かんぽ生命保険不適切販売問題 懲戒解雇の元社員の裁判始まる

かんぽ生命の保険の不適切な販売が行われていた問題で、販売を担う日本郵便から懲戒解雇された元社員の男性が、処分は無効だとして未払い賃金の支払いなどを求めた裁判が山口地方裁判所下関支部で始まりました。

日本郵便が販売を担うかんぽ生命の保険をめぐっては、法令や社内ルールに反した不適切な販売が問題になり、日本郵便の社員など3300人余りが懲戒解雇や停職などの処分を受けました。

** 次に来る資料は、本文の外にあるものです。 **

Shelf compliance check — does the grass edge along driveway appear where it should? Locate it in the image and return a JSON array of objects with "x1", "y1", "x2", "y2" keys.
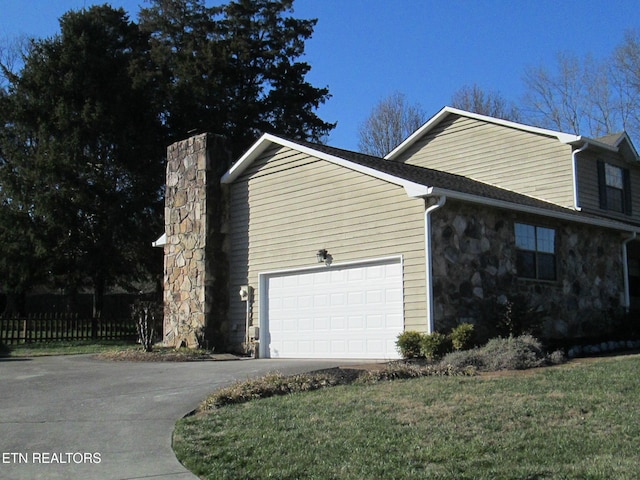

このうち、県内の郵便局で保険の営業を担当し懲戒解雇された元社員の男性は、十分な調査がなく解雇は無効だとして、日本郵便に未払い賃金などの支払いを求める訴えを起こしました。
あわせて、営業で過剰なノルマが課せられたうえ、当時の上司から「最低な社員」などと怒鳴られるパワーハラスメントを受けて脳出血を起こしたなどとして、およそ200万円の損害賠償も求めています。
19日、山口地方裁判所下関支部で裁判が始まり、元社員の男性は意見陳述のなかで、「収入を断たれ、労働者にとっていわば死刑宣告を受ける事態にさらされた」と述べました。
一方、日本郵便側は答弁書を提出し、解雇には理由があるとして、請求の棄却を求めて争う姿勢を示しました。
裁判のあと、原告側の淺野高宏弁護士は、「原告には解雇前に聞き取りなどなく、ずさんな調査だった。一連の不正問題で批判を受け、とかげの尻尾切りのように末端の職員だけが懲戒解雇されている」と話していました。